### import packages

In [2]:
import pyspark
import numpy as np
from pyspark import SparkConf
from pyspark import SparkContext
from pyspark.sql import *
from pyspark.sql import SparkSession, SQLContext
from pyspark.sql.functions import concat, col, lit, size, explode, monotonically_increasing_id, split, udf
from pyspark.sql.types import StructType, StructField, StringType,IntegerType, FloatType, ArrayType
from pyspark.ml import Pipeline
from pyspark.ml.feature import HashingTF, IDF, Tokenizer, StopWordsRemover, VectorAssembler, PCA, Normalizer
from pyspark.ml.clustering import KMeans, LDA
from pyspark.ml.linalg import Vectors
import tensorflow as tf
import tensorflow_hub as hub

ModuleNotFoundError: No module named 'pyspark'

### create new Spark session

In [1]:
sc = SparkSession \
    .builder \
    .appName("Assignment") \
    .getOrCreate()
sqlContext = SQLContext(sparkContext=sc.sparkContext, sparkSession=sc)

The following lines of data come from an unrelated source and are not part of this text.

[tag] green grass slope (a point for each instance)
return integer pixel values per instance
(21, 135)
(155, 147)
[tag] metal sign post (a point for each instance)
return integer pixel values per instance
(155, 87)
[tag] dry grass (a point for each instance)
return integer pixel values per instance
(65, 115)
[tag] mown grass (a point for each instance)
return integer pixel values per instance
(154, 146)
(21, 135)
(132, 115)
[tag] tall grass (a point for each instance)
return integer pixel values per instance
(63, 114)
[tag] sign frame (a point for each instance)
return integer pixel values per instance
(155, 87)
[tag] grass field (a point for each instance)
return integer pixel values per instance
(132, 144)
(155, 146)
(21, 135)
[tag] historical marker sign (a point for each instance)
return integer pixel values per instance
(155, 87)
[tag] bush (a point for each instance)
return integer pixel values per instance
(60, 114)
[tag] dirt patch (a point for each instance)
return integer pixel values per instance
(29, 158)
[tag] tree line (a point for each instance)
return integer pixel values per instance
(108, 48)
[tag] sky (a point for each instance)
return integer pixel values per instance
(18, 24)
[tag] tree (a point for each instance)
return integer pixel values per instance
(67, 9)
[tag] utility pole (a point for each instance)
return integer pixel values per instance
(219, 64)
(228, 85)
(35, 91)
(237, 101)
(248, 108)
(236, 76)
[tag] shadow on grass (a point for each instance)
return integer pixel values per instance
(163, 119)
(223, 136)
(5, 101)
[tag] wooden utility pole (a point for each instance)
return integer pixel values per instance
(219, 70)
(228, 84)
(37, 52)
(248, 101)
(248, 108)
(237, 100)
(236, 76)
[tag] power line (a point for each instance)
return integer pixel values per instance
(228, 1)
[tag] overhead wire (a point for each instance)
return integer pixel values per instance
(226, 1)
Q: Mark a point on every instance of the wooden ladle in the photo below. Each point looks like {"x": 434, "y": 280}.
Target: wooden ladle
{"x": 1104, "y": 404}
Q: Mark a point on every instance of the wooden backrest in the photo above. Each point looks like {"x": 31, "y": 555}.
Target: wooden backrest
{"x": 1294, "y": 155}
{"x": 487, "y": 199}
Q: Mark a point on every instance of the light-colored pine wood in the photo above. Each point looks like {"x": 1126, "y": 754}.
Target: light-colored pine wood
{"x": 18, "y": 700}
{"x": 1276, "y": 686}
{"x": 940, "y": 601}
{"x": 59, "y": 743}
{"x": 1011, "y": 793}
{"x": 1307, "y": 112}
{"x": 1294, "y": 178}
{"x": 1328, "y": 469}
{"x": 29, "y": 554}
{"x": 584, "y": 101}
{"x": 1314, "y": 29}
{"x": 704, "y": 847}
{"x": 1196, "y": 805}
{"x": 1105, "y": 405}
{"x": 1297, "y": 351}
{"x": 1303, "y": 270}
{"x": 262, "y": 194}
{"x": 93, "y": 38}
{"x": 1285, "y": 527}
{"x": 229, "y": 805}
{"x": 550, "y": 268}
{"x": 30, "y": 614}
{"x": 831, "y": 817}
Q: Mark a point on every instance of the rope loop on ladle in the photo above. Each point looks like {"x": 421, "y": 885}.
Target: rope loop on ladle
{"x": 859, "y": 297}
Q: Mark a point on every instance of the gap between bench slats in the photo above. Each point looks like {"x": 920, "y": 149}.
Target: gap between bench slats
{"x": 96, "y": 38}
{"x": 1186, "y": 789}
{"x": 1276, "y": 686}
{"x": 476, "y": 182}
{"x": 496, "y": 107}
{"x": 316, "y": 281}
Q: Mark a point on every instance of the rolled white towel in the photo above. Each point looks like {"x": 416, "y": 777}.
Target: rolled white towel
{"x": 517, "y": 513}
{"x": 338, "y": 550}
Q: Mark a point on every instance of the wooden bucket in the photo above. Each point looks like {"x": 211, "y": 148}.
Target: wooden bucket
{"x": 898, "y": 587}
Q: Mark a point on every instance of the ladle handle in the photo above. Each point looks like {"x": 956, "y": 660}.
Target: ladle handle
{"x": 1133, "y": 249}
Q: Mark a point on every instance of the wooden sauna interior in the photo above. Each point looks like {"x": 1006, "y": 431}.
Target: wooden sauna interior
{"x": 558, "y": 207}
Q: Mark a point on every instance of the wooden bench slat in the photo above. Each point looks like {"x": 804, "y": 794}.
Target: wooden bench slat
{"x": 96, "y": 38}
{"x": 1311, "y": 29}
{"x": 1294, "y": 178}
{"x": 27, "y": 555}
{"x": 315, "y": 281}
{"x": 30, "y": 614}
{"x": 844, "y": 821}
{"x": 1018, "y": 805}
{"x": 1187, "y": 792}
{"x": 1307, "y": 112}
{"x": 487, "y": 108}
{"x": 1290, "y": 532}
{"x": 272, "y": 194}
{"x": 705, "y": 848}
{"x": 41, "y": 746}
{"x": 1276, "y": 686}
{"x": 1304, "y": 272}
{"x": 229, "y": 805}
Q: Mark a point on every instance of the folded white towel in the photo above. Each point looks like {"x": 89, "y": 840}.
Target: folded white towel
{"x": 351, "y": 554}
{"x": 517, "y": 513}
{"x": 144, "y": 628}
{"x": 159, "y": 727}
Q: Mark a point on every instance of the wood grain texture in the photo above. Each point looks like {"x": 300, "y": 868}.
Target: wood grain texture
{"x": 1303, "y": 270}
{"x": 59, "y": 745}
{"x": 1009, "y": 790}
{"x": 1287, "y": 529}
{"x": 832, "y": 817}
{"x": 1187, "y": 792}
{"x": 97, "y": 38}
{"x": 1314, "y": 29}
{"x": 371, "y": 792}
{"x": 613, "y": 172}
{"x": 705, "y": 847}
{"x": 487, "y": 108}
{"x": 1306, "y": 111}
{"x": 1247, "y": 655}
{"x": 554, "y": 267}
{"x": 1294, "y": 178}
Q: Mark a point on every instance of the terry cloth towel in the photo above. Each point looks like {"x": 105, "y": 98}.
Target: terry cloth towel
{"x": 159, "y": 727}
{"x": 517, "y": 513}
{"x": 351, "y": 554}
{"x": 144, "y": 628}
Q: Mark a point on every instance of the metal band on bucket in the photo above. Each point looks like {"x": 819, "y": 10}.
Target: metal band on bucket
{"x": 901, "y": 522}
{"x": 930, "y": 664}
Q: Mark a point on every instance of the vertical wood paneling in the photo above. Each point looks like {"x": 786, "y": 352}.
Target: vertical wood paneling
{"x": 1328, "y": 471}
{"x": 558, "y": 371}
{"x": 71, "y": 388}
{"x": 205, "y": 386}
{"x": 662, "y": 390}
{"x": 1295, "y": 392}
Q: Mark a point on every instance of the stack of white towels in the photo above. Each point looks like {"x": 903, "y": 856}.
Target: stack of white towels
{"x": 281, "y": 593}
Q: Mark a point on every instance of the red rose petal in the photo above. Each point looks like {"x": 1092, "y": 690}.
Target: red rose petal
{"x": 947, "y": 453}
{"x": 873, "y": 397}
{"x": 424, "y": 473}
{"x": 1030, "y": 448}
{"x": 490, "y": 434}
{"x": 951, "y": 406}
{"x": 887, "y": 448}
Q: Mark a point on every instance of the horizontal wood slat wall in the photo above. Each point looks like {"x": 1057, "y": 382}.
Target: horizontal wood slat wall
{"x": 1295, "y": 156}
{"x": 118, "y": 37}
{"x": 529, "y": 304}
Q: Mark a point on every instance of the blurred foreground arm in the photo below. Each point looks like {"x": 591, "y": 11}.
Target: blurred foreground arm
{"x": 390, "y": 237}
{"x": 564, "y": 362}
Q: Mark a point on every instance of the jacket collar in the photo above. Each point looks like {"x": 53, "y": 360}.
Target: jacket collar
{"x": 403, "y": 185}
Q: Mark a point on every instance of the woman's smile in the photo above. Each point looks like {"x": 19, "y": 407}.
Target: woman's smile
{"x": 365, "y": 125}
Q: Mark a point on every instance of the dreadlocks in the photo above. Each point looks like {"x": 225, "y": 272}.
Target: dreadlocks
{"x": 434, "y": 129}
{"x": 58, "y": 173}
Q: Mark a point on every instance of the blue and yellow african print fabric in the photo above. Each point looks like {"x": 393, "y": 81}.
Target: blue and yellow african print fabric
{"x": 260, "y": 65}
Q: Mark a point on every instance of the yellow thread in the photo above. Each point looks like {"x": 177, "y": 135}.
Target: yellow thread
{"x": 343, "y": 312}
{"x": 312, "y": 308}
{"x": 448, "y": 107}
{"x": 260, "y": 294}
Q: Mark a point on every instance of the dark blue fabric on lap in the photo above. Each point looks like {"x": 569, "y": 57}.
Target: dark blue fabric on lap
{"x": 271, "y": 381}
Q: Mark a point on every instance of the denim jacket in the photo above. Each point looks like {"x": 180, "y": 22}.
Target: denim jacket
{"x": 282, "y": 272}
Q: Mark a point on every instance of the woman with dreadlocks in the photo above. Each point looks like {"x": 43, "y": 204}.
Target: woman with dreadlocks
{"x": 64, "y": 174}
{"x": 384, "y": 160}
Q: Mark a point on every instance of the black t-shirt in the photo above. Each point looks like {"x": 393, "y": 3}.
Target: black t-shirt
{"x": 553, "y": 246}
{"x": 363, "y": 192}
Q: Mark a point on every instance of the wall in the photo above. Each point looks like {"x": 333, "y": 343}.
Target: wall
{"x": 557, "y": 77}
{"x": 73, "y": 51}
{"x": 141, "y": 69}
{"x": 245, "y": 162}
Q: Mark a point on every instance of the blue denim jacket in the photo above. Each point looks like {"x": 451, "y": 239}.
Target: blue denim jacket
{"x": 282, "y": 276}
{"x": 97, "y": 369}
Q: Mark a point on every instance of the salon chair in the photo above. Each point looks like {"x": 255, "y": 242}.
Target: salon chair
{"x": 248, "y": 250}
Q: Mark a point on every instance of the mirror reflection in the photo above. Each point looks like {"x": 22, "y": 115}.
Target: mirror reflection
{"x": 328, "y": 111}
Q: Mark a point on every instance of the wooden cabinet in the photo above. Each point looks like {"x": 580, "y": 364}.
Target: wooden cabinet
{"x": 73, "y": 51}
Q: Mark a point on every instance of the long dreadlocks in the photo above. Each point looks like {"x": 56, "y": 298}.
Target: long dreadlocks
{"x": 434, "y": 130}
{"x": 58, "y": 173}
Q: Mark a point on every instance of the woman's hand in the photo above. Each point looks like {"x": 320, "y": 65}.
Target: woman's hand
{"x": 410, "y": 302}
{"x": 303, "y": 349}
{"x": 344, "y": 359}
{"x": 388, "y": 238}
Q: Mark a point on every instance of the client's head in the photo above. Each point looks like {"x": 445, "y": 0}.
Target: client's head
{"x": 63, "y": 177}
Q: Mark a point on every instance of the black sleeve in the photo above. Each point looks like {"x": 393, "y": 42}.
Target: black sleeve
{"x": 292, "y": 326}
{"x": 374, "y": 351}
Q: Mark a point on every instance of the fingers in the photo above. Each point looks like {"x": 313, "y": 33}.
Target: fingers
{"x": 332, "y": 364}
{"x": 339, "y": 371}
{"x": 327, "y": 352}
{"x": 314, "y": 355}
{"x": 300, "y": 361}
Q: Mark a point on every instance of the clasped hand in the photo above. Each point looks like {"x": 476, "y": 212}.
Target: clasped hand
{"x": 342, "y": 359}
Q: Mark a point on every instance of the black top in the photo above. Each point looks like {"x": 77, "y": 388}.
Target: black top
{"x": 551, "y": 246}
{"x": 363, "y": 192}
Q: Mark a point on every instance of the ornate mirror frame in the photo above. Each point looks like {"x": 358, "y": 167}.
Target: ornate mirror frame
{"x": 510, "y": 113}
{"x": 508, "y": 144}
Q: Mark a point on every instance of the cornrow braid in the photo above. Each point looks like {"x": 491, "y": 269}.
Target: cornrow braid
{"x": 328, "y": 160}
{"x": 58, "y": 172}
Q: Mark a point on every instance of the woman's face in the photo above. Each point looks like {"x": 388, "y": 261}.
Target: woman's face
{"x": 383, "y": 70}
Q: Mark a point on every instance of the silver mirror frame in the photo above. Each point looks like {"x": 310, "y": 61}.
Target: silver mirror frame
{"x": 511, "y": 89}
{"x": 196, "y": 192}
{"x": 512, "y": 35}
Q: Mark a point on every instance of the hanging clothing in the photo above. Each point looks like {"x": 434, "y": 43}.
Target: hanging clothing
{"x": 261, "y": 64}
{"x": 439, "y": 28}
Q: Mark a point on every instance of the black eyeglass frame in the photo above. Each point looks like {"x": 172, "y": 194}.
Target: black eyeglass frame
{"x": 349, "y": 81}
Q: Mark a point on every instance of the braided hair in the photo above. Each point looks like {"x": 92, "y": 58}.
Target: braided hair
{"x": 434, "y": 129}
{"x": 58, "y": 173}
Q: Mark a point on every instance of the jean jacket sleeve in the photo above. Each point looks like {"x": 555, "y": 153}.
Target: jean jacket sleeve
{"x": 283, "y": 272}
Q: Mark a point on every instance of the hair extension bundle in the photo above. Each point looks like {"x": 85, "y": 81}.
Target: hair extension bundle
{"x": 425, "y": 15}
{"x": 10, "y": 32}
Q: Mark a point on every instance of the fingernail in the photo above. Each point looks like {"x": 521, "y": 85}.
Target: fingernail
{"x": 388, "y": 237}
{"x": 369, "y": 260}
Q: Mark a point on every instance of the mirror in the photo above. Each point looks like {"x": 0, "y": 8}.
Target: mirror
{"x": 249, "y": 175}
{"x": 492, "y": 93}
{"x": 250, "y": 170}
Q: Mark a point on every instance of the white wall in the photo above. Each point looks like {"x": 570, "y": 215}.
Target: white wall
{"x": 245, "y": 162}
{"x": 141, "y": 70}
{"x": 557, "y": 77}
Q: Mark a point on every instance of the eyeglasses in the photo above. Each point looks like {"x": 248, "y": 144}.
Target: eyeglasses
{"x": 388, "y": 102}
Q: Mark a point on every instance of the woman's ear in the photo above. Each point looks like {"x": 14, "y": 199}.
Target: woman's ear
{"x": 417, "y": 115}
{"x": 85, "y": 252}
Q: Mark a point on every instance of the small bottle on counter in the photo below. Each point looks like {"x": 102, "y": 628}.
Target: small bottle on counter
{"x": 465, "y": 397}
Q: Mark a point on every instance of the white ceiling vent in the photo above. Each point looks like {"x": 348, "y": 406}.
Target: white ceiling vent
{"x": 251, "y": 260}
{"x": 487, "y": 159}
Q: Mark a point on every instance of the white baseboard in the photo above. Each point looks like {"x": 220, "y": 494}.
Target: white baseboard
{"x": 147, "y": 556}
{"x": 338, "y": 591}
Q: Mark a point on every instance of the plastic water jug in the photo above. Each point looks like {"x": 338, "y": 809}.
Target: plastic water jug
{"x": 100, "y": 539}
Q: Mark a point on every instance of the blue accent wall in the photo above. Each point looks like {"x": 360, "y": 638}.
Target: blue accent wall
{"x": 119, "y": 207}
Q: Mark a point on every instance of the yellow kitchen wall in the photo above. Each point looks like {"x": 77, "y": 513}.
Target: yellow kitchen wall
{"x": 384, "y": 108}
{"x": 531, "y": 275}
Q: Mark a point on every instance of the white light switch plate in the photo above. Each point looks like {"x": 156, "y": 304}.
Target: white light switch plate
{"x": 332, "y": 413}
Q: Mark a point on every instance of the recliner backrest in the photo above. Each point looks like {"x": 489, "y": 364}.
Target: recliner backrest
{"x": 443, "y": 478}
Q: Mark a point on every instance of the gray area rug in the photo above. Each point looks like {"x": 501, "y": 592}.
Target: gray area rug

NameError: name 'SparkSession' is not defined

### file path


In [1]:
dev_matched_path = "s3://mnliassignment/dev_matched.tsv"
dev_mismatched_path = "s3://mnliassignment/dev_mismatched.tsv"
test_matched_path = "s3://mnliassignment/test_matched.tsv"
test_mismatched_path = "s3://mnliassignment/test_mismatched.tsv"
train_path = "s3://mnliassignment/train.tsv"

### schema for all files

In [None]:
data_schema = StructType([
    StructField("index", IntegerType(), True),
    StructField("promptID", IntegerType(), True),
    StructField("pairID", StringType(), True),
    StructField("genre", StringType(), True),
    StructField("sentence1_binary_parse", StringType(), True),
    StructField("sentence2_binary_parse", StringType(), True),
    StructField("sentence1_parse", StringType(), True),
    StructField("sentence2_parse", StringType(), True),
    StructField("sentence1", StringType(), True),
    StructField("sentence2", StringType(), True),
    StructField("label1", StringType(), True),
    StructField("label2", StringType(), True),
    StructField("label3", StringType(), True),
    StructField("label4", StringType(), True),
    StructField("label5", StringType(), True),
    StructField("gold_label", StringType(), True)])

### load files 

In [None]:
dev_matched_df= sqlContext.read.format("com.databricks.spark.csv")\
                    .option("delimiter", "\t")\
                    .option("header", "true")\
                    .schema(data_schema)\
                    .load(dev_matched_path)\
                    .repartition(5)\
                    .select("genre", "sentence1", "sentence2")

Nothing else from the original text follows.